A reputação de Kurt Vile como artista descontraído, tranquilo e sempre zen, pode levar a que não lhe demos a devida importância. Mas o guitarrista de Filadélfia é, hoje em dia, um caso sério no panorama musical: na última década editou sete álbuns – cada um deles um festival de auto-ironia existencial, movido a trocadilhos e dedilhados de guitarra. Com o tempo, Vile tornou-se um dos mais distintos gurus actuais das guitarras indie-rock.
No ano passado, o cantor juntou-se à australiana Courtney Barnett para gravar o simpático “Lotta Sea Lice”, um disco super-pacífico, feito de canções que parecem fatias de amena cavaqueira gravadas por acidente.
Chega-nos agora aos ouvidos o novo álbum de originais em nome próprio, chamado “Bottle it In” (Matador Records, 2018). É um disco rico e variado, uma paisagem mental que nos convida a assentar arraiais por ali. Tal como na antiga banda de Vile, os War On Drugs, a receita base é a mesma de sempre: uma mistura lo-fi de folk e indie-rock, com toques de psicadelismo e de americana, que o cantor molda para formar um som muito particular.
O reconhecido sentido de humor de Kurt Vile surge logo em “Loading Zones”, o primeiro avanço.
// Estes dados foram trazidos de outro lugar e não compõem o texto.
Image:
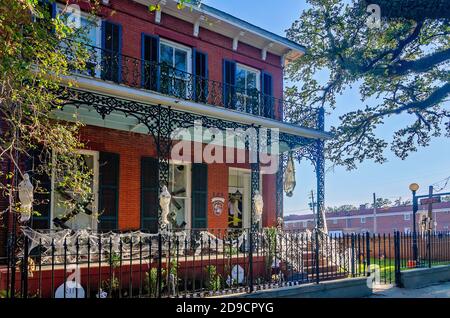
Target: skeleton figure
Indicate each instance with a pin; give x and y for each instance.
(289, 177)
(164, 202)
(26, 198)
(259, 205)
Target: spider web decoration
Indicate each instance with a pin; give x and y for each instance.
(76, 247)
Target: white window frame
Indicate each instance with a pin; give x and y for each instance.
(96, 175)
(188, 167)
(179, 46)
(258, 80)
(96, 19)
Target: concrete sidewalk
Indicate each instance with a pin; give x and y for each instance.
(434, 291)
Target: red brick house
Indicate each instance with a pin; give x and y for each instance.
(151, 73)
(388, 220)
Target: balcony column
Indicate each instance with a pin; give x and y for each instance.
(253, 150)
(279, 189)
(163, 146)
(320, 173)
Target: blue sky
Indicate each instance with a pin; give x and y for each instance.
(389, 180)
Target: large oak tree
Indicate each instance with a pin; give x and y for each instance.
(401, 67)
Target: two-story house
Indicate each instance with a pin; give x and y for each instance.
(151, 74)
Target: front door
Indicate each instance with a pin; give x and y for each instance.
(239, 204)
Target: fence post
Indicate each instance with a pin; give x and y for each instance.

É um tributo à sua Filadélfia natal, onde Vile se passeia estacionando nas cargas e descargas, esquivando-se às multas. A voz nasalada de Kurt é central, partilhando o protagonismo com uma secção rítmica musculada e um pedal wah wah que é um achado.
“One Trick Ponies” capitaliza a imagem de loser de Kurt Vile, numa ode cativante aos inadaptados deste mundo. É o equivalente sonoro a um passeio à beira-mar, num descapotável, com o sol a aquecer-nos os sentidos e a vida a correr-nos bem.
Mas onde o álbum brilha é nas canções mais longas e serpenteantes, como “Bottle It In” e “Bassackwards”, nas quais Vile se perde em pensamentos e divagações – são temas luminosos, quentes, que se desenrolam com vagar, monólogos quase falados onde parece reinar a espontaneidade da escrita automática.
Não há dúvida que são as guitarras que assumem o comando deste disco, mas o som surge enriquecido com sintetizadores subtis, batidas de caixa de ritmos, banjos e coros – suplementos que acrescentam matizes às composições. Reinam derivas instrumentais, em canções que parecem derreter-se lentamente. O álbum encerra as portas com “(Bottle Back)”, um instrumental que joga com blips e blops de ficção científica, até ao fade out final.
“Bottle It In” é um álbum longo, em que as canções tendem a prolongar-se uns minutos mais do que o habitual, mas é compensador: vale a pena investir uma hora e dezoito minutos para o consumir.